First Drive: Skoda Scala

The Skoda Scala goes on sale in 2019 and will rival cars like the Hyundai i30, Renault Megane and Ford Focus. 

The Skoda Scala is an all-new model for the Czech car maker, and it has high hopes for the hatchback. We know what you’re thinking, doesn’t the Skoda Octavia rival some of those cars? Yes, it does, but Skoda is in the middle of repositioning its range, and when the new Octavia launches in late 2019 it is set to be different and more substantial to the current model, leaving plenty of room for the Scala. 

Skoda Scala front

Why Scala? 

Officially it is derived from the Latin for ladder. But it also how you say ‘rock’ in Czech, although the spelling is slightly different. But using an all-new name instead of the Rapid that it effectively replaces, also means that people who weren’t fans of the old car won’t be hung up on the new model.  

Skoda Scala turning

What engines will it have? 

From launch the Skoda Scala will be available with 95- and 115hp versions of a 1.0-litre TSI petrol.

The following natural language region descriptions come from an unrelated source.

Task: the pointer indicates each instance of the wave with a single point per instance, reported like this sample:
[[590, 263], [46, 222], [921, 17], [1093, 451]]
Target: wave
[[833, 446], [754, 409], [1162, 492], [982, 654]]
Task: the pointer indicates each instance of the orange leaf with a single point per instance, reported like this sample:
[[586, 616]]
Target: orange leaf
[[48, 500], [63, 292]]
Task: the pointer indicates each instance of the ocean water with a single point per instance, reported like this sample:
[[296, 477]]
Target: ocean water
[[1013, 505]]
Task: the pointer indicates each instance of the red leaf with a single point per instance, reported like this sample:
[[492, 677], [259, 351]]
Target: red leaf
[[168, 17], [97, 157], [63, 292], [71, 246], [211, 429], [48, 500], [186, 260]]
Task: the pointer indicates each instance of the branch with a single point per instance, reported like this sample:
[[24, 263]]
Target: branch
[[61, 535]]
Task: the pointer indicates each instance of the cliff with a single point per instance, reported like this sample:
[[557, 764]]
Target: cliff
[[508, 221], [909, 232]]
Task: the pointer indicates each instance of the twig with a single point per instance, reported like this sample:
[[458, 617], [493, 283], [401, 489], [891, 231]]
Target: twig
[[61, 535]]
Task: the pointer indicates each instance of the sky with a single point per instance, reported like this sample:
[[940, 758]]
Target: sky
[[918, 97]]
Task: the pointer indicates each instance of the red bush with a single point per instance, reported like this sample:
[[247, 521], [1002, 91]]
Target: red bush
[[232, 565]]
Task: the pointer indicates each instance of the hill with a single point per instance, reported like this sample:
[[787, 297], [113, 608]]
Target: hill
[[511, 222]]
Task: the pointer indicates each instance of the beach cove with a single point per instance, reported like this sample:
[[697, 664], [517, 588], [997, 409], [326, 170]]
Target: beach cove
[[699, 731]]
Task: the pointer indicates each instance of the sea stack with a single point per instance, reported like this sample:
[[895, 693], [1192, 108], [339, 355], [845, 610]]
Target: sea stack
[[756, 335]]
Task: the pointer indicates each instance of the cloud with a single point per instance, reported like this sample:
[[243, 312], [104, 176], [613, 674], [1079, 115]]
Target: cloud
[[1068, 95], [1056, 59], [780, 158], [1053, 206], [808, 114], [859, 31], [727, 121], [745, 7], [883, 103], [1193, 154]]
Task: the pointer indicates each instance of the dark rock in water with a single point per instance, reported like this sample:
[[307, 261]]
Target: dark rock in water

There is also a 150hp 1.5-litre TSI petrol and a 115hp 1.6-litre TDI diesel. In some markets, there will also be a 1.0-litre G-Tec CNG engine with 90hp. 

Skoda Scala design

What’s it like inside? 

We weren’t permitted to show you what the interior of the Scala is like during this pre-production prototype drive. You’ll have to wait until the car’s official reveal in December for that. We did get to see an undisguised version in Skoda’s Design Centre, but our cameras and phones were taken from us to prevent any leaks. 

What we can tell you is that the interior is a big step up in design for Skoda. The dashboard will be available with an all-digital 10.25-inch Virtual Cockpit display as an option. The centre console is dominated by a sizeable freestanding infotainment system. That will come in a variety of sizes, up to 9.2-inches. 

Skoda Scala Dave Humphreys

Among the tech on offer inside will be USB C chargers (two in the front and two in the rear).  Wireless charging and wireless Apple Car Play will be available from the start. Android Auto will also be available following the car’s launch. It will use a hybrid voice control system that will link to the cloud when available to deliver a higher quality of service. 

Skoda Scala pulling out

How does it drive? 

The Skoda Scala is built on a version of the Volkswagen Group’s MQB A0 platform. That also underpins cars like the SEAT Ibiza and Volkswagen Polo. With the Scala, the wheelbase is stretched out to 2,649mm boosting rear passenger space. 

When it goes on sale, there will be two versions of suspension available, and we were able to try both. The more advanced version uses a ‘Sport’ chassis pre-set that lowers ride height by 15mm and features stiffer suspension. It’s similar to what Audi does with its S line models. This Sport version also gets adjustable dampers, that can Harden or soften depending on the driving mode. On rougher surfaces we found both of these modes to be a little too stiff for what was otherwise a regular hatchback car. We could forgive it slightly if it were a Scala RS model, although Skoda is adamant that there won’t be such a version in the future. 

Skoda Scala rear quarter

In comparison, the regular Scala on standard passive suspension delivered a more comfortable ride quality and seemed to better suit the rest of the car’s setup. The 150hp TSI engine is well-suited to the car and provides sufficient performance on back roads as well as motorway driving. That engine works well with the six-speed manual transmission, but the automatic DSG is nicer again to use. 

The steering is light but direct and in town and city driving the Scala seems agile. Its relatively light weight makes it feel reasonably brisk, especially with the more powerful petrol engine. 

Skoda Scala side

Is it worth waiting for? 

It’s too soon to comment on pricing, but early indications are that the Scala will be priced competitively and should come with a good level of standard specification. Having seen it without its disguise, we also think it’s a smart looking car that isn’t likely to divide opinion, although we’ve yet to see it in its more basic specification. Overall, we think this should be a decent car by the segment’s standards when it goes on sale in 2019.